What you write seems to assume that everyone takes the position of unbelievers - driven by pride of self, not listening to God and so not correctable by Him, not truly willing to go to God, and not wanting to do His will, but merely one’s own.
Now on Luther and Christians not seeing many things the same way, there are a great many things that have led to the type of individualism we see today. The Catholic Church even contributed to quite a number of them. Just to name one, the Renaissance, which is beloved by secular humanists. I’d be happy to discuss the Protestant Reformation and the rise of secular humanism in more detail with you, but my conclusion on the Reformation is that it was necessary and justified, and would have happened whether or not Luther had ever lived. You also said this:
“Whatever his good intentions may have been, he lead the rebellion against the western half of Christ’s Body.”
That’s a pretty ironic statement when your point is about the unity and wholeness of Christ’s Body.
“Trust in the Lord with all your heart and lean not on your own understanding.
Proverbs 3:5. But we don’t, which is why there are so many versions of Him.”

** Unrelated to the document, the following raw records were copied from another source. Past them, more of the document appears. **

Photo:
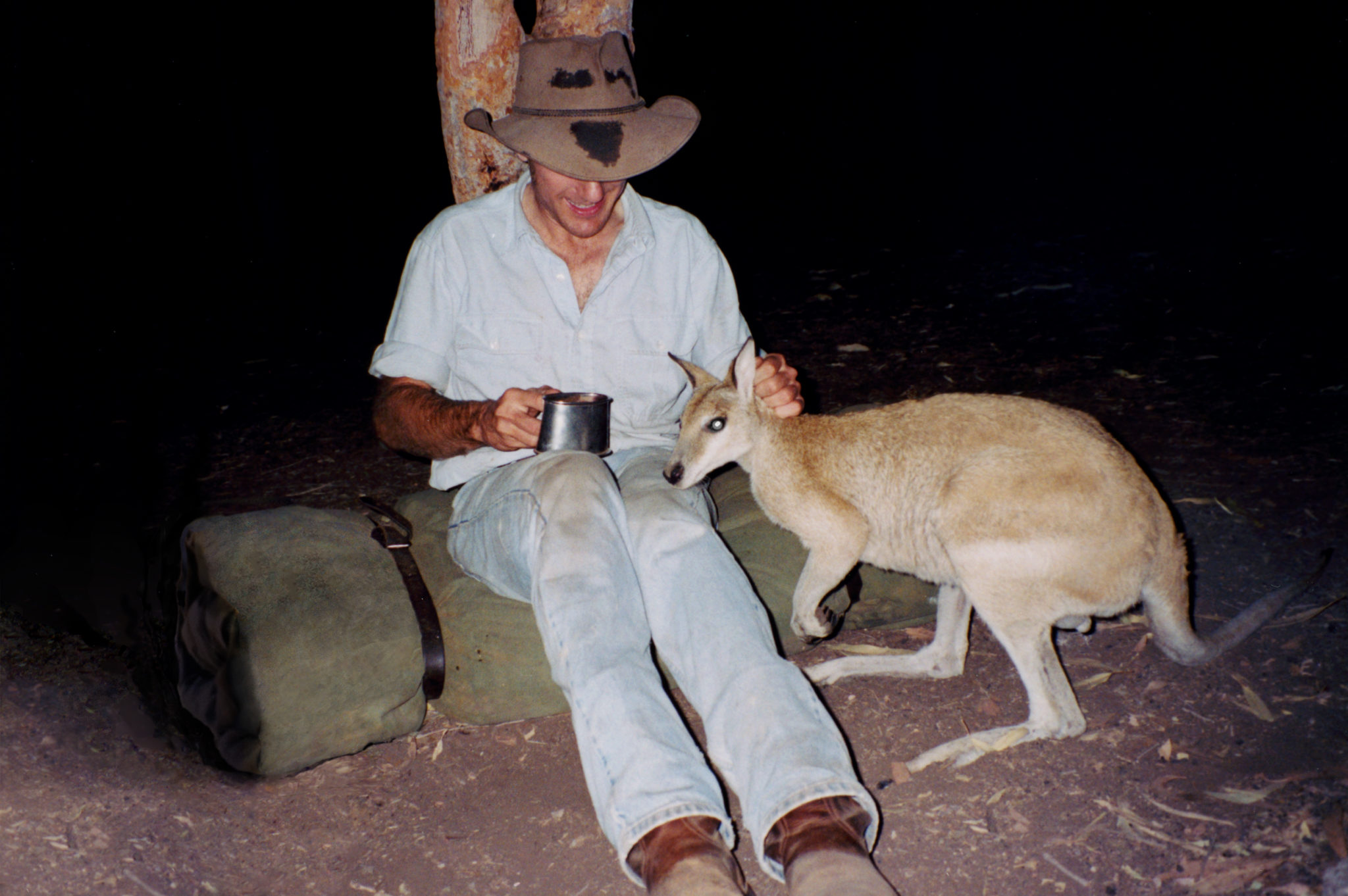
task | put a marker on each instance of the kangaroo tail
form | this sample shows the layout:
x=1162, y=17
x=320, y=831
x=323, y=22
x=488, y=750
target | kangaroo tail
x=1177, y=639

In Acts we learn that originally the church held all things in common. How long did that last? The church grew rapidly and got very big, and there are millions of Christians now, perhaps a billion professing Christians. Have your views changed on anything during your life, that something you believed one thing about, you now believe something different, so that you’re not even united with yourself over your lifetime? Then there are the developments of two thousand years, and questions that arose over time in different places like what should baptism be? And from Jesus saying the Son of Man had nowhere to lay His head, and Paul saying we should be content with food and clothing, the Church developed a great amount of worldly power and wealth.

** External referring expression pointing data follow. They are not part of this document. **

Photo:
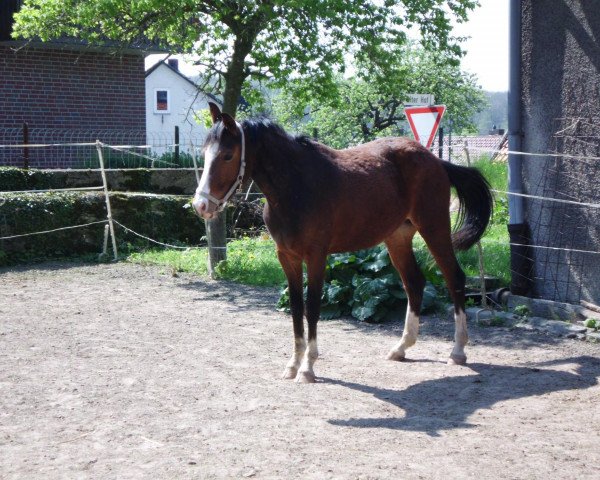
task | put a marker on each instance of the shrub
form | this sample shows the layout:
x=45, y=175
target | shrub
x=363, y=284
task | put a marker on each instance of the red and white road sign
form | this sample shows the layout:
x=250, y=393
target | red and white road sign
x=424, y=122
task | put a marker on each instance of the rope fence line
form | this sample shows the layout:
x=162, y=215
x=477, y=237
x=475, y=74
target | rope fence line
x=531, y=154
x=53, y=230
x=549, y=199
x=124, y=148
x=99, y=145
x=78, y=189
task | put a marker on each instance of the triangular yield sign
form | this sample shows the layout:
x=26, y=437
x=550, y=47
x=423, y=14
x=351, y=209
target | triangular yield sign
x=424, y=122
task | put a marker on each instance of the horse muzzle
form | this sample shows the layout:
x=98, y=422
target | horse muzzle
x=204, y=208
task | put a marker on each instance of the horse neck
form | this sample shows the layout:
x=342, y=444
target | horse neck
x=277, y=169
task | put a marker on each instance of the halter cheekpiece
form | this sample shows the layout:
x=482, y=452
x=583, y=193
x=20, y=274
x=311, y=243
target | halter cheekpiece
x=220, y=203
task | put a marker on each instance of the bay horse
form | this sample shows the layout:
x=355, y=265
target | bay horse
x=321, y=201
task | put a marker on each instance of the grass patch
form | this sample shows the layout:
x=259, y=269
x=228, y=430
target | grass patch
x=251, y=261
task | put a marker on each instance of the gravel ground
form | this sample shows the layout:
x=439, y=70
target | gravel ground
x=123, y=371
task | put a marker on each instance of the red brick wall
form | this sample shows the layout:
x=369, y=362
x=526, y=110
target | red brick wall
x=70, y=92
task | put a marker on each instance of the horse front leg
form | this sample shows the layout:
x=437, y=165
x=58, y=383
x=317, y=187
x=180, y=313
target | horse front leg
x=292, y=267
x=315, y=266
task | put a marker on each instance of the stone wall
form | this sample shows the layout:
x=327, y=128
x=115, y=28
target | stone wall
x=560, y=104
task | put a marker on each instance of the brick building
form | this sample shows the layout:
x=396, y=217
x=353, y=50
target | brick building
x=67, y=92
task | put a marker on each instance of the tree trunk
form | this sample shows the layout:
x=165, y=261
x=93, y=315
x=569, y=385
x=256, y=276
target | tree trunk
x=216, y=229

“Whatever was in his heart, Luther opened the doors to whatever version we each like best.”
That door was opened by Adam and Eve in the Garden of Eden, or even earlier by Satan, and Adam and Eve followed. Satan has been luring people through it ever since, as is recorded over and over again the Old Testament and the New, and I will add that at times that has involved the Catholic Church as well. When you speak of “whatever version we each like best,” what about Christians who pick up their cross and follow Jesus, not choosing what they naturally like best but God’s will for them? As I said, I’m not sure from what you say how well you know the Bible. I’m not saying you don’t know it, but have to ask if you’re familiar with what the Bible says about the natural man versus the spiritual man. The natural man is the rebellious sinner who doesn’t know God, while the spiritual man is the man born again in Christ, who is a new creature. The natural man is proud of his sin while the spiritual man hates it.
“Personally, I think we’re all in for quite a surprise.”
I believe we are, too. Over all, with many exceptions, the church in our time and place seems to resemble Laodicea quite a bit.